README.md:   0%|          | 0.00/522 [00:00<?, ?B/s]

train-00000-of-00001.parquet:   0%|          | 0.00/17.8M [00:00<?, ?B/s]

validation-00000-of-00001.parquet:   0%|          | 0.00/181k [00:00<?, ?B/s]

Generating train split:   0%|          | 0/133317 [00:00<?, ? examples/s]

Generating validation split:   0%|          | 0/1268 [00:00<?, ? examples/s]

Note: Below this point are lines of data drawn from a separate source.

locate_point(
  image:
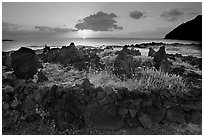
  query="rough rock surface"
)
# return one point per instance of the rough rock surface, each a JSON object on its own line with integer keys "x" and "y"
{"x": 24, "y": 63}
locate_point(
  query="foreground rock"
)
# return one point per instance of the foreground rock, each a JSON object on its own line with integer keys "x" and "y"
{"x": 24, "y": 63}
{"x": 159, "y": 57}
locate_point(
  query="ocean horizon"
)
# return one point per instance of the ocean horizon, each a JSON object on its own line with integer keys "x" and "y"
{"x": 96, "y": 42}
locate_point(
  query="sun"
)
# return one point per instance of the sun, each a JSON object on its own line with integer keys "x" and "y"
{"x": 84, "y": 33}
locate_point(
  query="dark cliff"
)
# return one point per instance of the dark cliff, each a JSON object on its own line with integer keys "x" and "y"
{"x": 191, "y": 30}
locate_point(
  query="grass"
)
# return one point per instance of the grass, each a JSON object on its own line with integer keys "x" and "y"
{"x": 59, "y": 75}
{"x": 144, "y": 79}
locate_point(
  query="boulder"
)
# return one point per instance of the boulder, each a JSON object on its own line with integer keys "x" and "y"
{"x": 178, "y": 70}
{"x": 151, "y": 52}
{"x": 101, "y": 95}
{"x": 146, "y": 121}
{"x": 196, "y": 117}
{"x": 102, "y": 117}
{"x": 148, "y": 63}
{"x": 62, "y": 55}
{"x": 166, "y": 66}
{"x": 159, "y": 57}
{"x": 41, "y": 77}
{"x": 175, "y": 115}
{"x": 6, "y": 59}
{"x": 86, "y": 84}
{"x": 135, "y": 131}
{"x": 8, "y": 89}
{"x": 52, "y": 55}
{"x": 24, "y": 63}
{"x": 124, "y": 64}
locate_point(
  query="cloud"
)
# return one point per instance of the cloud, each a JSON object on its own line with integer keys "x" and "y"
{"x": 10, "y": 26}
{"x": 137, "y": 14}
{"x": 172, "y": 15}
{"x": 54, "y": 29}
{"x": 99, "y": 22}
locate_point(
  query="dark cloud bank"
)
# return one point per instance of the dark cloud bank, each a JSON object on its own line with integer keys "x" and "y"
{"x": 172, "y": 15}
{"x": 137, "y": 14}
{"x": 99, "y": 22}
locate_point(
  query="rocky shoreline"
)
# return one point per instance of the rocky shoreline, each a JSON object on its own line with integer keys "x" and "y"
{"x": 167, "y": 88}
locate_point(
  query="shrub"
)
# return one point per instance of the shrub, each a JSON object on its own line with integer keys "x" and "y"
{"x": 144, "y": 79}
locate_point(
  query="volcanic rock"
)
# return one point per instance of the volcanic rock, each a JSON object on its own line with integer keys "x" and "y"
{"x": 151, "y": 52}
{"x": 101, "y": 117}
{"x": 25, "y": 63}
{"x": 159, "y": 57}
{"x": 166, "y": 66}
{"x": 175, "y": 115}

Generating test split:   0%|          | 0/1268 [00:00<?, ? examples/s]

In [4]:
data

DatasetDict({
    train: Dataset({
        features: ['en', 'vi'],
        num_rows: 133317
    })
    validation: Dataset({
        features: ['en', 'vi'],
        num_rows: 1268
    })
    test: Dataset({
        features: ['en', 'vi'],
        num_rows: 1268
    })
})

In [5]:
print(f"This is the data type of English Data: {type(data['train']['en'])}")
print(f"Length of Englosh train Dataset: {len(data['train']['en'])}")
print(f"Samples Sentence: {data['train']['en'][0]}")

print("-"*59)

print(f"This is the data type of Vietnamese Data: {type(data['train']['vi'])}")
print(f"Length of Vietnamese train Dataset: {len(data['train']['vi'])}")
print(f"Samples Sentence: {data['train']['vi'][0]}")

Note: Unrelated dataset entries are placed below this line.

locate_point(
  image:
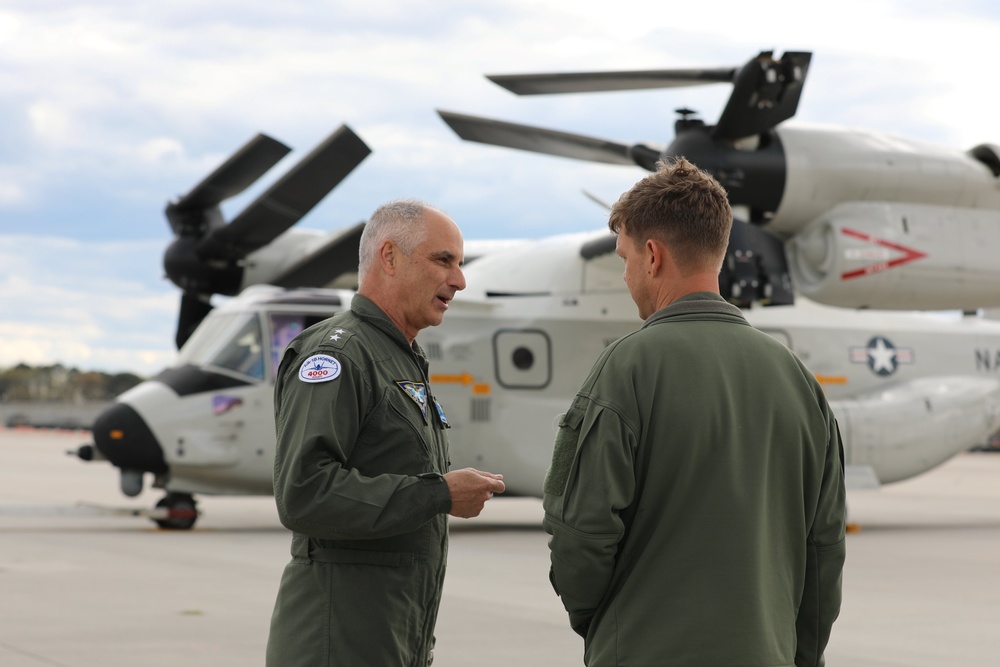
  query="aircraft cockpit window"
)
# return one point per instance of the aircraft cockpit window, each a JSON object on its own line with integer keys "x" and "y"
{"x": 284, "y": 328}
{"x": 227, "y": 340}
{"x": 244, "y": 352}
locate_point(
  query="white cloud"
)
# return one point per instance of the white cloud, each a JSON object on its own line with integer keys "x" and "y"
{"x": 113, "y": 108}
{"x": 74, "y": 302}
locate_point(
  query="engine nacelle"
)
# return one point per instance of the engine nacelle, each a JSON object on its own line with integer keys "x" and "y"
{"x": 900, "y": 257}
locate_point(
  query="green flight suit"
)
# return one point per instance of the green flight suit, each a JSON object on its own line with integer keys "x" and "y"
{"x": 361, "y": 450}
{"x": 696, "y": 501}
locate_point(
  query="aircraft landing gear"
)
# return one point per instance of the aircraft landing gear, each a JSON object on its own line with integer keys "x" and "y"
{"x": 176, "y": 511}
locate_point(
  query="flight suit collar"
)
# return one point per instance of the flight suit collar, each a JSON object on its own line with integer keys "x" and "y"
{"x": 698, "y": 303}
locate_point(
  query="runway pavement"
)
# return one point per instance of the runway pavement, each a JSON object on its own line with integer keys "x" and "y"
{"x": 79, "y": 589}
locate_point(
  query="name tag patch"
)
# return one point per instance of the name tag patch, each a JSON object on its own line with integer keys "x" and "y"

This is the data type of English Data: <class 'list'>
Length of Englosh train Dataset: 133317
Samples Sentence: Rachel Pike : The science behind a climate headline
-----------------------------------------------------------
This is the data type of Vietnamese Data: <class 'list'>
Length of Vietnamese train Dataset: 133317
Samples Sentence: Khoa học đằng sau một tiêu đề về khí hậu


-------------
# **Build Tokenizers**

In [6]:
# Init Tokenizers for English and Vietnamese
tokenizer_en = Tokenizer(models.WordLevel(unk_token = "<unk>"))
tokenizer_vi = Tokenizer(models.WordLevel(unk_token = "<unk>"))

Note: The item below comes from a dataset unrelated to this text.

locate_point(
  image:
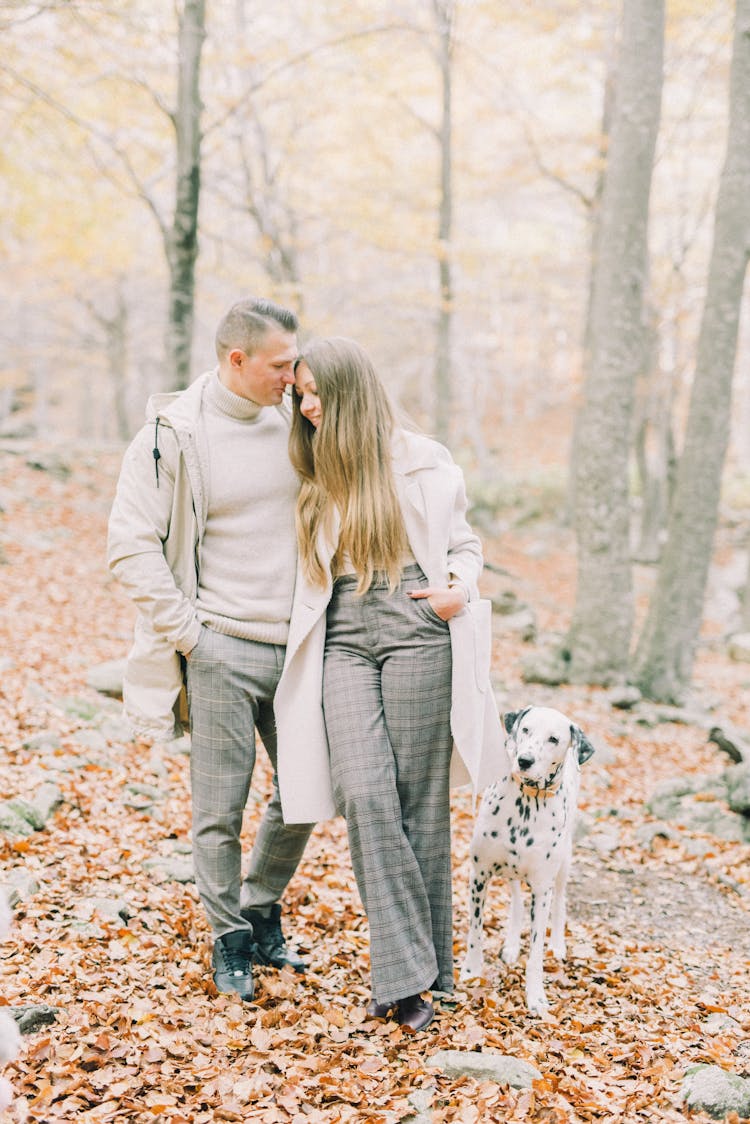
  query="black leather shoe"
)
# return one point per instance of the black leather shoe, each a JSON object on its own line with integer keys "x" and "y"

tokenizer_en.pre_tokenizer = pre_tokenizers.Whitespace()
tokenizer_vi.pre_tokenizer = pre_tokenizers.Whitespace()

In [7]:
trainer = trainers.WordLevelTrainer(
    vocab_size = 15000,
    mn_frequency = 2,
    special_tokens = ["<pad>", "<unk>", "<bos>", "<eos>"] # Begin of Sentence = bos
)

# Train Tokenizers
tokenizer_en.train_from_iterator(data["train"]["en"], trainer)
tokenizer_vi.train_from_iterator(data["train"]["vi"], trainer)

# Save Trained Tokenizers
tokenizer_en.save("tokenizer_en.json")
tokenizer_vi.save("tokenizer_vi.json")

-------------
# **Data Preprocessing**

In [8]:
from transformers import PreTrainedTokenizerFast
seq_len = 75

# Load Tokenizers
tokenizer_en = PreTrainedTokenizerFast(
    tokenizer_file = "tokenizer_en.json",
    unk_token = "<unk>", pad_token = '<pad>', bos_token = "<bos>",
    eos_token = "<eos>"
)

tokenizer_vi = PreTrainedTokenizerFast(
    tokenizer_file = "tokenizer_vi.json",
    unk_token = "<unk>", pad_token = '<pad>', bos_token = "<bos>",
    eos_token = "<eos>"
)

The cache for model files in Transformers v4.22.0 has been updated. Migrating your old cache. This is a one-time only operation. You can interrupt this and resume the migration later on by calling `transformers.utils.move_cache()`.


0it [00:00, ?it/s]

In [9]:
def data_preprocessing(data):
    """
        We translate English Sentences -> Vietnamese
            -> Input = English
            -> Target/Label = Vietnamese
    """
    ipt = data['en']
    label = []
    for sentence in data['vi']:
        
        # Full Sentence = <bos> <Sentence> <eos>
        full = "<bos>" + sentence + "<eos>"
        label.append(full)

    ipt_tokenized = tokenizer_en(
        ipt, padding = "max_length", truncation = True, max_length = seq_len
    )

    label_tokenized = tokenizer_en(
        label, padding = "max_length", truncation = True, max_length = seq_len
    )

    # Return applicable format for HuggingFace Trainers
    return{
        "input_ids": ipt_tokenized['input_ids'],
        "labels": label_tokenized['input_ids']
    }

pp_data = data.map(data_preprocessing, batched=True)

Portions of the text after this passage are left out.